Dzięki czytelnikowi nie ujdzie naszej uwadze medialna informacja o szkole podstawowej w Zwoleniu, która przerwała swoje obowiązkowe zajęcia z podstawy programowej (które powinny być poszukiwaniem i kwestionowaniem reguł przy pomocy zasad
logiki, dowodów i wniosków) ... aby adorować święte relikwie wielkiego Polaka.
W piątek dzieci z klas III-VI ze Szkoły
Podstawowej w Zwoleniu zamiast na lekcje poszły do kościoła adorować
relikwię Jana Pawła II. - Rodzice podpisali zgodę na wyjście dzieci, bo
to konformiści, boją się wychylić - mówi zbulwersowany dziadek jednego z
uczniów. - Wyjście na adorację nie wypłynie na realizację podstawy
programowej - zapewnia dyrekcja szkoły.
- W czwartek wnuczek przyniósł karteczkę od
katechetki do podpisania przez rodziców, którzy mieli wyrazić zgodę na
wyjście dziecka do kościoła. Początkowo uczniowie mieli być nieobecni na
matematyce i angielskim, potem okazało się, że na polskim. W tym czasie
organizowane jest wyjście do kościoła na oglądanie relikwii Jana Pawła II, chyba kawałka jakiegoś płaszcza - bulwersuje się mężczyzna, który zadzwonił do redakcji. Dodaje, że pewnie wszyscy rodzice
zgodę podpiszą, bo to małe środowisko, konformiści, nikt nie chce się
wychylać i narażać na ostracyzm. - Czy tak powinno być, że zamiast na
lekcję idzie się do kościoła? - zastanawia się czytelnik...
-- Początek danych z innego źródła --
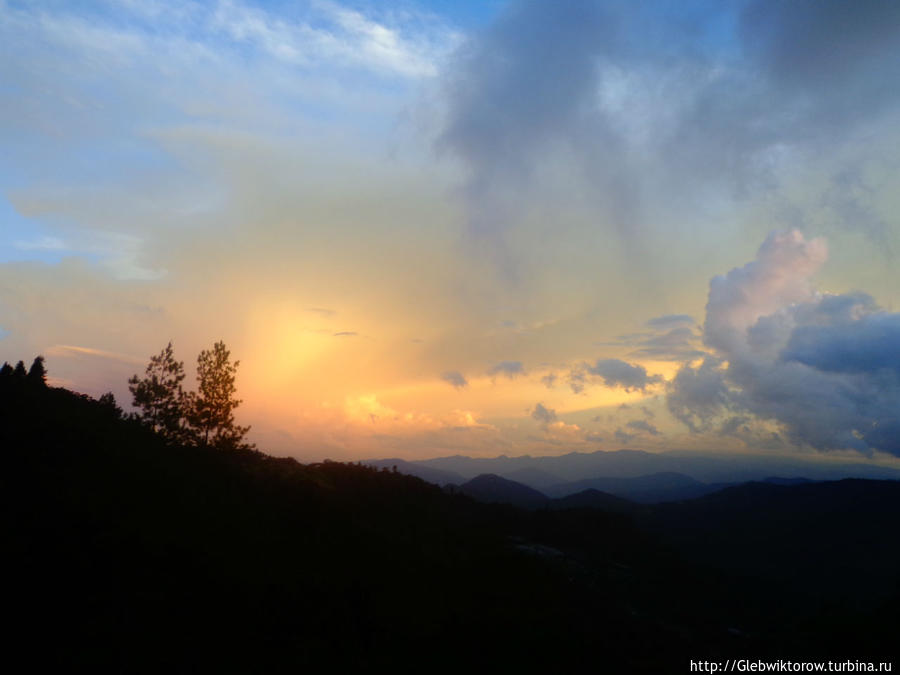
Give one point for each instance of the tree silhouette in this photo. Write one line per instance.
(37, 374)
(212, 407)
(160, 397)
Więcej można przeczytać tutajhttp://wiadomosci.gazeta.pl/wiadomosci/1,114871,15972218,Na_adoracje_relikwii_Jana_Pawla_II_zamiast_na_lekcje.html
"Wyjście na adorację nie wypłynie na realizację podstawy
programowej" - zapewniła pani dyrektor, a ja również zapewnię, że pięknego języka nauczy dziecka, klnący jak szewc menel spod budki z piwem.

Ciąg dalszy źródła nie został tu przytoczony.